MS(ESI,pos.ion)m/z:433.1[M+H]+.
Step 4) (E) -1, 3-diethyl-8- (3-methoxy-4- (2-methoxyethoxy) styryl) -1H-purine-
Synthesis of 2,6(3H,7H) -dione
The title compound was prepared as described in example 1, step 5 by reacting (E) -N- (6-amino-1, 3-diethyl-2, 4-dioxo-1, 2,3, 4-tetrahydropyrimidin-5-yl) -3- (3-methoxy-4- (2-methoxyethoxy) phenyl) acrylamide (0.8g,1.85mmol) and sodium hydroxide (300mg,7.5mmol) in methanol (6m L) and water (2m L), and the crude product was purified by silica gel column chromatography (dichloromethane/methanol (v/v) ═ 100/1) to give the title compound as a yellow solid (0.71g, 97.3%).

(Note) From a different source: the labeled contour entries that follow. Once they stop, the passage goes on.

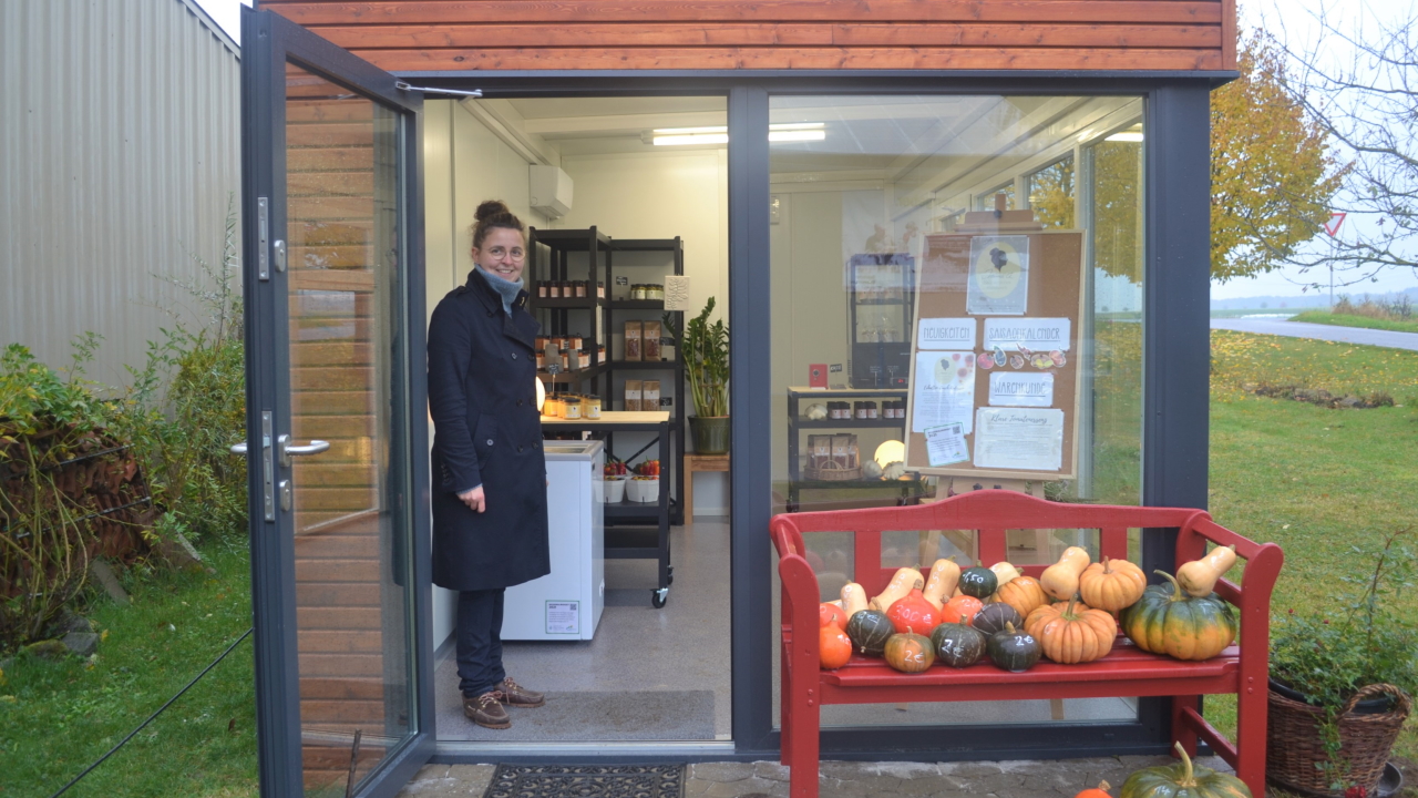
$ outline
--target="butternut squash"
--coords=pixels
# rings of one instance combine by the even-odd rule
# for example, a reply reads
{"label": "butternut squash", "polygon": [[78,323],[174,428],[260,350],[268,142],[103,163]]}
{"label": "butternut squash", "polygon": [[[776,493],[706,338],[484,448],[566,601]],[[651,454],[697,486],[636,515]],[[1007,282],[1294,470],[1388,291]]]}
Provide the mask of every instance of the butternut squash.
{"label": "butternut squash", "polygon": [[1078,578],[1088,568],[1088,550],[1071,545],[1064,550],[1059,561],[1044,569],[1039,586],[1059,601],[1068,601],[1078,592]]}
{"label": "butternut squash", "polygon": [[956,565],[956,558],[947,557],[944,559],[937,559],[934,565],[930,567],[930,578],[926,579],[926,589],[920,591],[926,601],[929,601],[936,609],[940,609],[950,601],[951,594],[956,591],[956,585],[960,584],[960,567]]}
{"label": "butternut squash", "polygon": [[1202,598],[1210,596],[1217,589],[1217,579],[1225,575],[1236,564],[1236,547],[1218,545],[1207,552],[1201,559],[1187,562],[1177,568],[1177,584],[1187,595]]}
{"label": "butternut squash", "polygon": [[899,568],[891,578],[891,582],[886,584],[886,589],[873,598],[868,606],[878,612],[886,612],[891,609],[891,605],[905,598],[910,591],[919,591],[923,586],[926,586],[926,581],[920,578],[920,571],[910,567]]}
{"label": "butternut squash", "polygon": [[866,591],[856,582],[848,582],[842,585],[841,602],[842,612],[845,612],[847,619],[851,621],[854,615],[866,609]]}

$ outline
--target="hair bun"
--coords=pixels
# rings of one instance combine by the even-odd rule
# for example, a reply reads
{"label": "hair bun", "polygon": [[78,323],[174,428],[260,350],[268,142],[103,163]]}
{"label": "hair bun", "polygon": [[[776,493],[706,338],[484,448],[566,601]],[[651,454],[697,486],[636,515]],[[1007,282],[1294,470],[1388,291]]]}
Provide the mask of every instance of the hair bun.
{"label": "hair bun", "polygon": [[472,217],[476,219],[478,222],[486,222],[488,219],[492,219],[493,216],[501,216],[503,213],[506,213],[509,216],[512,214],[512,209],[509,209],[505,202],[502,202],[502,200],[484,200],[478,206],[478,210],[474,212]]}

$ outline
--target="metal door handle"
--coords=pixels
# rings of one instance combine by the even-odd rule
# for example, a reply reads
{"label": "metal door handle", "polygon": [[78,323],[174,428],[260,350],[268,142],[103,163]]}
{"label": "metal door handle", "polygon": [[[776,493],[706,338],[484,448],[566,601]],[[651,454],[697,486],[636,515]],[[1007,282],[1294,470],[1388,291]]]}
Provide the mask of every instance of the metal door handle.
{"label": "metal door handle", "polygon": [[309,457],[311,454],[319,454],[320,452],[329,452],[330,443],[328,440],[312,440],[303,446],[292,446],[291,436],[282,434],[275,439],[277,453],[281,457],[281,464],[286,469],[291,467],[291,457]]}

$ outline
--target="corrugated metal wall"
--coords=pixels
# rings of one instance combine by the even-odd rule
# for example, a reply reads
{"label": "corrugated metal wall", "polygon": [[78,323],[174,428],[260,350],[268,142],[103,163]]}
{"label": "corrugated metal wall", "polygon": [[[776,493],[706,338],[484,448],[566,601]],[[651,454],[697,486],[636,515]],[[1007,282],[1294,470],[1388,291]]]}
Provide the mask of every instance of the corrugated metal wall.
{"label": "corrugated metal wall", "polygon": [[99,332],[112,385],[196,318],[162,277],[220,263],[240,121],[237,54],[182,0],[0,1],[0,345],[61,365]]}

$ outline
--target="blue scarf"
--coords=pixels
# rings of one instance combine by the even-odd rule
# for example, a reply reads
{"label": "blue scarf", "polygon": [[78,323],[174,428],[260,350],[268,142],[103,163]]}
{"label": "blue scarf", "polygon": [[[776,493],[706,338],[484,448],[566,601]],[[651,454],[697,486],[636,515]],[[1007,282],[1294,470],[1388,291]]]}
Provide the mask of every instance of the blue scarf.
{"label": "blue scarf", "polygon": [[478,267],[478,271],[488,280],[488,285],[502,297],[502,310],[512,315],[512,302],[518,301],[518,294],[522,293],[522,280],[516,283],[510,280],[503,280],[491,271]]}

MS(ESI,pos.ion)m/z:415.4[M+H]+;
1H NMR(400MHz,CDCl3)(ppm)7.70(d,J=15.7Hz,1H),7.66(d,J=1.8Hz,1H),7.42(dd,J=8.5,1.8Hz,1H),6.99(d,J=8.5Hz,1H),6.80(d,J=15.7Hz,1H),4.25(d,J=4.5Hz,2H),4.20(d,J=7.1Hz,2H),4.14–4.09(m,2H),4.07(s,3H),3.87–3.82(m,2H),3.51(s,3H),1.39(t,J=7.0Hz,3H),1.29(d,J=7.1Hz,3H).
Step 5) (E) -1, 3-diethyl-8- (3-methoxy-4- (2-methoxyethoxy) styryl) -7-methyl-
Synthesis of 1H-purine-2, 6(3H,7H) -dione
The title compound was prepared as described in example 1, step 6 by reacting (E) -1, 3-diethyl-8- (3-methoxy-4- (2-methoxyethoxy) styryl) -1H-purine-2, 6(3H,7H) -dione (0.7g,1.69mmol), methyl iodide (0.28g,2.0mmol) and sodium hydride (80mg,2.0mmol) in DMF (10m L), and the crude product was purified by silica gel column chromatography (petroleum ether/ethyl acetate (v/v) ═ 3/1) to give the title compound as a yellow solid (0.62g, 88.5%).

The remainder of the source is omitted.